A mutation in dynein rescues axonal transport defects and extends the life span of ALS mice

Abstract

Amyotrophic lateral sclerosis (ALS) is a fatal neurodegenerative condition characterized by motoneuron degeneration and muscle paralysis. Although the precise pathogenesis of ALS remains unclear, mutations in Cu/Zn superoxide dismutase (SOD1) account for approximately 20-25% of familial ALS cases, and transgenic mice overexpressing human mutant SOD1 develop an ALS-like phenotype. Evidence suggests that defects in axonal transport play an important role in neurodegeneration. In Legs at odd angles (Loa) mice, mutations in the motor protein dynein are associated with axonal transport defects and motoneuron degeneration. Here, we show that retrograde axonal transport defects are already present in motoneurons of SOD1(G93A) mice during embryonic development. Surprisingly, crossing SOD1(G93A) mice with Loa/+ mice delays disease progression and significantly increases life span in Loa/SOD1(G93A) mice. Moreover, there is a complete recovery in axonal transport deficits in motoneurons of these mice, which may be responsible for the amelioration of disease. We propose that impaired axonal transport is a prime cause of neuronal death in neurodegenerative disorders such as ALS.

Figure 1.

Life span, weight loss, and expression of human SOD1 transgene. The graphs show (a) the increase in life span and (b) delayed loss of body weight in the Loa/SOD1^G93A mice (n = 18–20). Examples of spinal cord sections from SOD1^G93A and Loa/SOD1^G93A mice (c and d, respectively) immunostained for human SOD1 (bar = 70 μm). (e) A representative Western blot of human SOD1 using brain tissue.

Figure 2.

Muscle force and phenotype. (a) Maximum force generated by EDL muscles (n = 10–12) in each group at 120 d of age (g = grams).
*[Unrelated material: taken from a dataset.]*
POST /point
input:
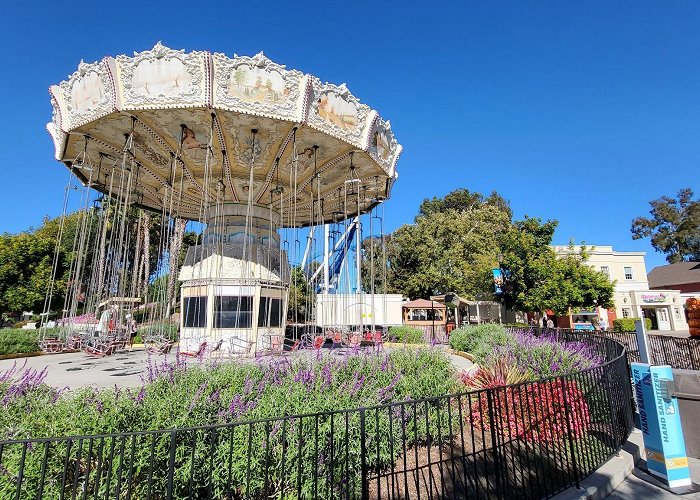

Error bars = SEM. Fatigue traces from EDL muscles of (b) WT, (c) Loa/+, (d) SOD1^G93A, and (e) Loa/SOD1^G93A mice at 120 d of age (bar = 30 s).

Figure 3.

Motor unit survival. Examples of motor unit traces from EDL muscles (n = 10) in (a) WT, (b) Loa/+, (c) SOD1^G93A, and (d) Loa/SOD1^G93A mice. (e) Mean motor unit survival in each group at 120 d of age. Error bars = SEM.

Figure 4.

Motoneuron survival. Cross sections of spinal cord showing motoneurons in the sciatic motor pools (dotted areas, magnified in insets) from (a) WT, (b) Loa/+, (c) SOD1^G93A, and (d) Loa/SOD1^G93A littermates at 120 d of age (n = 8). Bar: 400 μm (main panels), 200 μm (insets). (e) Mean motoneuron survival at 120 d of age. Error bars = SEM.

Figure 5.

Kinetic analysis of retrograde axonal transport. The kymographs show the traces of TeNT H_C–positive compartments in motoneuron axons from WT, Loa/+, SOD1^G93A, and Loa/SOD1^G93A primary cultures (a). The width of kymographs corresponds to 65 μm of axon length. The relative abundance of stationary and oscillating TeNT H_C carriers is not related to their genotype. Arrows show paused carriers; arrowheads show anterograde phases. See also Videos 3–6 (available at http://www.jcb.org/cgi/content/full/jcb.200501085/DC1). (b) Displacement of TeNT H_C–positive compartments shown in panel a. The start of tracking for each carrier was set to time = 0. (c) Speed distribution of the TeNT H_C–positive carriers in motoneurons from WT, Loa/+, SOD1^G93A, and Loa/SOD1^G93A E13 embryos. Single movements of TeNT H_C–488 carriers, which are described by their progress between two consecutive frames, have been plotted against their frequency. Retrograde transport is conventionally shown as positive, anterograde as negative, and pauses during movement are grouped at 0 μm/s. Error bars = SEM.